Le "Traité des passions de l'âme" tient sur la confrontation entre un juge d'instruction et un terroriste d'extrême-gauche. Les deux hommes se connaissent ; ils ont grandi ensemble dans une propriété cossue de Benfica, un quartier de Lisbonne, à une différence près : le juge était le fils du jardinier, pauvre et alcoolique, qui travaillait au service du grand-père du terroriste. Ces retrouvailles vont les amener à replonger dans le monde perdu de leur enfance à un âge où tout est transgression des interdits et opposition à l'autorité. L'auteur parvient à recréer un tout un univers de douce nostalgie et de réminiscences amères. Les autres protagonistes - activistes, policiers, conjoints - prennent également part à l'oeuvre et y apportent leur pierre. Les personnages se succèdent et offrent chacun un éclairage sur les méandres de l'âme humaine. La psychologie est parfaitement rendue dans sa complexité et ses évolutions. le contexte politique proche de celui des "années de plomb" est construit avec pertinence, le recours à la violence étant justifié sur la base de l'idéologie marxiste ou sur celle de la raison d'Etat. L'auteur pose un regard acide sur les classes sociales et dépeint les déviances et l'hypocrisie de la petite bourgeoisie.

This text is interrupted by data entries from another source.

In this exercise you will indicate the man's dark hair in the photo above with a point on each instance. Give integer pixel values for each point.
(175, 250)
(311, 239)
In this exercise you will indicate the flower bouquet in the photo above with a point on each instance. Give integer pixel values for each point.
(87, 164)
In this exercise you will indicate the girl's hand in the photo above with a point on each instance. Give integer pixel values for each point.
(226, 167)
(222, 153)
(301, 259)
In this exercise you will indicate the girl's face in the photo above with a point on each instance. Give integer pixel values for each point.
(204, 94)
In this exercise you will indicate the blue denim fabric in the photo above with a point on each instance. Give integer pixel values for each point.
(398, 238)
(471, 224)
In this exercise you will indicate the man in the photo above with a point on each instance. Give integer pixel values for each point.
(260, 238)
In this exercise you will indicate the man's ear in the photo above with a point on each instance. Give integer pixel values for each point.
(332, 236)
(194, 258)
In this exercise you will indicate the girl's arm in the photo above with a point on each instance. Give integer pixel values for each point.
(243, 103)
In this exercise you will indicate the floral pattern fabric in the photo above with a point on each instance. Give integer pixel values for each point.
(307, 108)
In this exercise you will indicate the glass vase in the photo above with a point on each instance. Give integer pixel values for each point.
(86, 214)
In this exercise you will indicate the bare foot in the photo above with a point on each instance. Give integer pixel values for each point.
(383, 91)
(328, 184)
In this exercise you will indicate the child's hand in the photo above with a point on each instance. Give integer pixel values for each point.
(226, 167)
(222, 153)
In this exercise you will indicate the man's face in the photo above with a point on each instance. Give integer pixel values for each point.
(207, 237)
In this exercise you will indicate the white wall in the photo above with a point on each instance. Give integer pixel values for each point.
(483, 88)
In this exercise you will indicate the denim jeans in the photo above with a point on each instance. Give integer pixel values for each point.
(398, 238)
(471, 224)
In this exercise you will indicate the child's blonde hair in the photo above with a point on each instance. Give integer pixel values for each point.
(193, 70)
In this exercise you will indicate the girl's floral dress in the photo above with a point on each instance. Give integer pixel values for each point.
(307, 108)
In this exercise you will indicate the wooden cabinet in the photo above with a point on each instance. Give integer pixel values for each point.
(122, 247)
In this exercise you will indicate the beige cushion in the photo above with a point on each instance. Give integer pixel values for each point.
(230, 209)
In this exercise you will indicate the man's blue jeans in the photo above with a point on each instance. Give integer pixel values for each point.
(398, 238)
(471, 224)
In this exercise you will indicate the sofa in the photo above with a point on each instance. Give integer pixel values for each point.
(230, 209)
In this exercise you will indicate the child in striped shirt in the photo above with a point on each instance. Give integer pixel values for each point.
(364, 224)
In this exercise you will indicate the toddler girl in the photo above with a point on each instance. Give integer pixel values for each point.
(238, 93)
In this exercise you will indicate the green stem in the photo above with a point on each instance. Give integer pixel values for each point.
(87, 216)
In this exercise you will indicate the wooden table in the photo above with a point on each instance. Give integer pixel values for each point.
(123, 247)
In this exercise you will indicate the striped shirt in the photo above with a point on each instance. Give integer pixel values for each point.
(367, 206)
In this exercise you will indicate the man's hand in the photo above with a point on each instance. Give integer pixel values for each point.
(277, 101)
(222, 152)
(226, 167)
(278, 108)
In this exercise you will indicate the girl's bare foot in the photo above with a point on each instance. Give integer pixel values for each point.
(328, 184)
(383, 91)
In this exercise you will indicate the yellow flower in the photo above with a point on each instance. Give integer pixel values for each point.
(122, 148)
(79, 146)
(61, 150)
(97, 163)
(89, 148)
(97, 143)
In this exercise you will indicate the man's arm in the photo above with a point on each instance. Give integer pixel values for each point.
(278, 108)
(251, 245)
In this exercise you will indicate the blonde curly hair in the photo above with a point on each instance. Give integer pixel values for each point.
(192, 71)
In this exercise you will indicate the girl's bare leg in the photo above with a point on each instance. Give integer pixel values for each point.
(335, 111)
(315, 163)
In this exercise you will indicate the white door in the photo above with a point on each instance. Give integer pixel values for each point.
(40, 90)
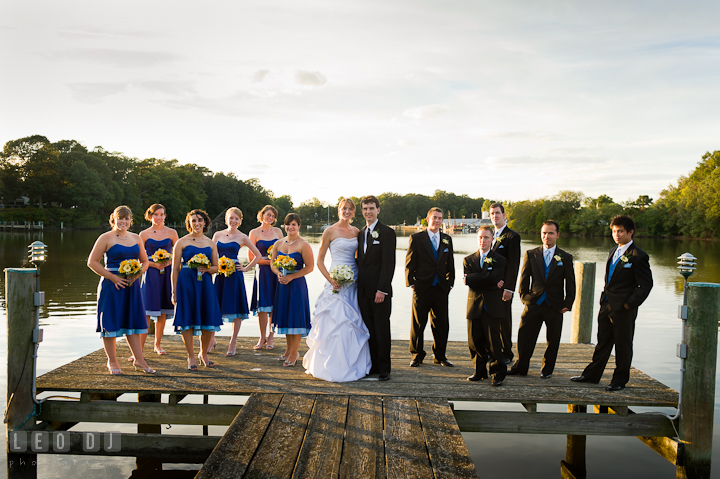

Mais ce qui prime chez Antonio Lobo Antunes, ce sont ses fulgurances poétiques, tout repose sur des images qui passent en boucle dans le récit comme un vent chaud originaire du Maroc : un verger abandonné, le passage de cargos sur le Tage, une grange à moitié démolie, les rues lisboètes imprégnées des effluves tenaces du poisson, un singe dépressif, la nidification des cigognes... Il élabore une mosaïque avec les dérivés de la conscience : souvenirs, rêves, fantasmes, spéculations, idées et sensations. le tout formant une oeuvre riche, profonde, ambitieuse mais surtout envoutante.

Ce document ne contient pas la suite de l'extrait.